Para comemorar o nascimento de Jesus, nenhuma data pareceu melhor e mais
indicada do que o dia 25 de dezembro. Não porque fosse a mais provável,
na verdade era improvável ao máximo que César Augusto convocasse o
recenseamento, com longas e incômodas viagens que comportaria.
Improvável que uma mulher desse à luz numa estrebaria e colocasse seu
Menino envolvido em trapos numa manjedoura, no rigor do inverno da
Judéia. A data de 25 de dezembro era indicada por bem outro motivo.
Naquele dia, mais em uma província do império, menos em outra, mas
afinal em todo o império romano, celebrava-se o deus Mithra. Este era
uma encarnação do sol, mais exatamente o Sol Oriens ou Sol Nascente. Em
Mithra adorava-se o astro-rei porque, vencido e sepultado em cada
anoitecer, ele era bastante forte e soberano para renascer cada manhã,
vivo, radioso, iluminador e fecundante, gerador de vida. Com absoluta
naturalidade, os cristãos transferiram para Jesus Cristo os atributos de
verdadeiro Sol Oriens e puseram-se a festejar, a 25 de dezembro, o seu
sempre antigo e sempre novo nascimento. Sol Oriens. Ele é chamado numa
das antífonas de O’, na liturgia das vésperas, alguns dias antes do
Natal.
Quando, numa época um tanto diluída no tempo e, portanto, não
rigorosamente definida, um tempo chamado do Advento, foi instituído
antes do Natal, como a Quaresma precede a Páscoa, ficou ainda mais
evidente um certo caráter pascal na figura do Sol Oriens, ou Sol que
ressurge cada manhã após cada noite de Paixão. Assim Natal e Páscoa se
entrelaçam na celebração litúrgica do Mistério de Cristo.

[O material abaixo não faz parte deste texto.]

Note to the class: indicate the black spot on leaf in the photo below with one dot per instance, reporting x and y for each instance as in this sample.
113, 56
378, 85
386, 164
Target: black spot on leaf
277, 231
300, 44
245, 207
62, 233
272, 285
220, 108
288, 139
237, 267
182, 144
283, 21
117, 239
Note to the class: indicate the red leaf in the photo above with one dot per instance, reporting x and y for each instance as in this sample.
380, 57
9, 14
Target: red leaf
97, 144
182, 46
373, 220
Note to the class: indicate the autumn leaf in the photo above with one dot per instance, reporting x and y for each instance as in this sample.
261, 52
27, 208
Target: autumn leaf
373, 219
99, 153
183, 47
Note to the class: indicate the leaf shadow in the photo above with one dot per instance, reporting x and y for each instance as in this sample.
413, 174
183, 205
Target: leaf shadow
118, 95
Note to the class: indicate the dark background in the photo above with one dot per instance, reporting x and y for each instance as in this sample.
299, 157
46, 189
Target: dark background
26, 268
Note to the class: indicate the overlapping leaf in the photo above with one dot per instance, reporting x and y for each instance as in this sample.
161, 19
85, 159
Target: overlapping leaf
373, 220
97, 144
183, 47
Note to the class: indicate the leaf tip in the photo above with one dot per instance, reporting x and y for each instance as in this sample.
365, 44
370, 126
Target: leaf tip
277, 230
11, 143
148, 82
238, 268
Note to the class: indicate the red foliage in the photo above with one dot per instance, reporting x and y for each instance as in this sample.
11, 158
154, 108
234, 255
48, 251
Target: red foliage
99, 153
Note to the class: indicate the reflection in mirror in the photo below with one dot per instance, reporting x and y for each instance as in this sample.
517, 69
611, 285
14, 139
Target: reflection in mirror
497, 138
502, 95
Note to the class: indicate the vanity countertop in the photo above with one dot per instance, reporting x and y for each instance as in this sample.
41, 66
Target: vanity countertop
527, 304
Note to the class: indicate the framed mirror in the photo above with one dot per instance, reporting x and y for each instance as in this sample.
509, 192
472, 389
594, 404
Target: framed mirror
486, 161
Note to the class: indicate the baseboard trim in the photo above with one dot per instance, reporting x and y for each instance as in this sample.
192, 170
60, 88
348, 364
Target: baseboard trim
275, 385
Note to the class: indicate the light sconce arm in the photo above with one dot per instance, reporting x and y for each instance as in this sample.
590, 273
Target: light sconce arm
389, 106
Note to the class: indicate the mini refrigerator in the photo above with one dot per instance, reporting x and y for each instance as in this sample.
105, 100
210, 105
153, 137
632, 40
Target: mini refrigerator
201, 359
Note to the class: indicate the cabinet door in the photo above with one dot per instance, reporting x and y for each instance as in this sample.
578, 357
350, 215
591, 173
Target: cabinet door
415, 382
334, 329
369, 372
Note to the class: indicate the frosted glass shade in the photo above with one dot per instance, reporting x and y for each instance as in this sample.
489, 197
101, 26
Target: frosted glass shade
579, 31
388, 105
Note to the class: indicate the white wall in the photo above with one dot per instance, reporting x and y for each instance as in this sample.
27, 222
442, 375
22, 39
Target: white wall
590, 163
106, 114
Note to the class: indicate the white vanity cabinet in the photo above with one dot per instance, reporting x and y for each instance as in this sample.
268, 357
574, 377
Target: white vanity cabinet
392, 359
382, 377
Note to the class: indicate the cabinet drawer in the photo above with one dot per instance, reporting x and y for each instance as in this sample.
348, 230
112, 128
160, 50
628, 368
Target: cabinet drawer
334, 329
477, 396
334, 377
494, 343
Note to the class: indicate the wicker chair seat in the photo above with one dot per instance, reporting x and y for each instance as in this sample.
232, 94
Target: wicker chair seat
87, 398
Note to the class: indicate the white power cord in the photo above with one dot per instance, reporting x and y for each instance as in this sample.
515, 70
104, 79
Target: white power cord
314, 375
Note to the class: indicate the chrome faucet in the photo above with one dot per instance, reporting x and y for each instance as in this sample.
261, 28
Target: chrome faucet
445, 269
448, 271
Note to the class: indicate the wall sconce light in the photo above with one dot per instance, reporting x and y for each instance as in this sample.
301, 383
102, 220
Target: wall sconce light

Não faltaram épocas em que, segundo tendências da piedade popular, o
aspecto que mais se acentuou no Natal foi o da pobreza de um Messias
nascido numa estrebaria, na periferia de Belém, pequeno burgo na
periferia de um minúsculo país de pouca importância ao lado das grandes
potências de então. Foi também o aspecto da pequenez e fragilidade da
criança nascida de Maria de Nazaré. Este aspecto é profundamente
bíblico: “Ele, rico como era, se rebaixou e tomou a condição de
escravo”, Ele “se esvazou”. O contraste manifestado nestas expressões
empresta grande força ao Mistério do Natal. Os males de um consumismo
desenfreado não deveriam esgotar essa força. Para usar a palavra de
Machado de Assis, não deveria mudar o Natal, neste sentido. Pois é
graças a esta concepção do Natal que o mistério da Encarnação e do Natal
explica o mistério dos Homens e de cada homem.
Feliz Natal e um ano novo pleno de prosperidade e felicidade, e que
todos os seus sonhos e desejos se realizem.